Per la simmetria assiale suggerisco per chi ha problemi di contare semplicemente le caselle: tra i blocchi copiati e i blocchi incollati ci deve sempre essere un numero pari di caselle.
L’interazione è presente nel sottrarre mosse possibili agli avversari,
ma visto il grande tabellone, non si sentirà veramente l’oppressione
avversaria se non nelle fasi avanzate del gioco, dove lo spazio inizia a
mancare a tutti e allora solo chi ha gestito meglio la situazione fino a
quel punto potrà ancora giocare e probabilmente, ma come detto non sicuramente, trionfare sugli
avversari.
Il gioco scala bene in tutti i numeri di giocatori e questa è
una cosa rara in un gioco astratto, che solitamente dà il meglio in 2
giocatori, mentre Control V anche in 3 e 4 giocatori
restituisce ottime sensazioni. Infatti è sempre possibile calcolare le
prossime mosse di ogni giocatore e di conseguenza avere un’idea
abbastanza chiara delle mosse valide che ci resteranno al nostro
prossimo turno. Ad esempio se sappiamo di essere gli unici a poter
ancora incollare in una zona è meglio rimandare quella mossa, per concentrarsi prima su altre zone più contese. Nonostante la possibilità di calcolare ogni mossa possibile, il gioco non è particolarmente soggetto a paralisi di analisi, grazie al fatto che all’inizio le mosse sono poche, perché i blocchi da copiare sono ancora pochi e nella fase finale le mosse possibili sono limitate.

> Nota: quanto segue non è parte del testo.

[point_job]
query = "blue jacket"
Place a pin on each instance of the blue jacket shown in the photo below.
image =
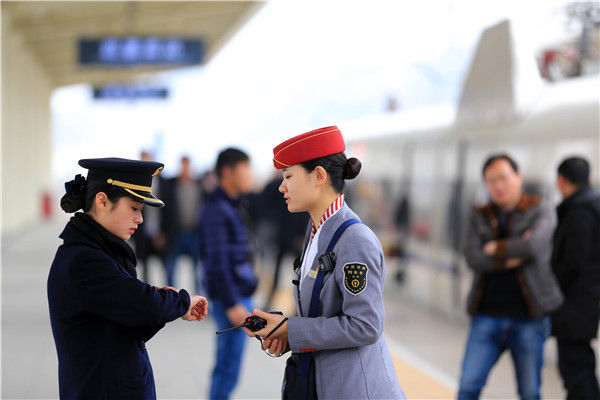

Concludendo il gioco mi ha sorpreso fin dalla prima partita per la sua immediatezza e profondità e si è rivelato un ottimo gioco in tutti i numeri di giocatori: grazie alle sue partite rapide e tese ha lasciato molto soddisfatte tutte le persone a cui l’ho fatto provare.
Consiglio il gioco a chi cerca un astratto di conquista territorio da 2 a 4 giocatori, dalla meccanica innovativa e che offra una sfida semplice e veloce, ma non banale.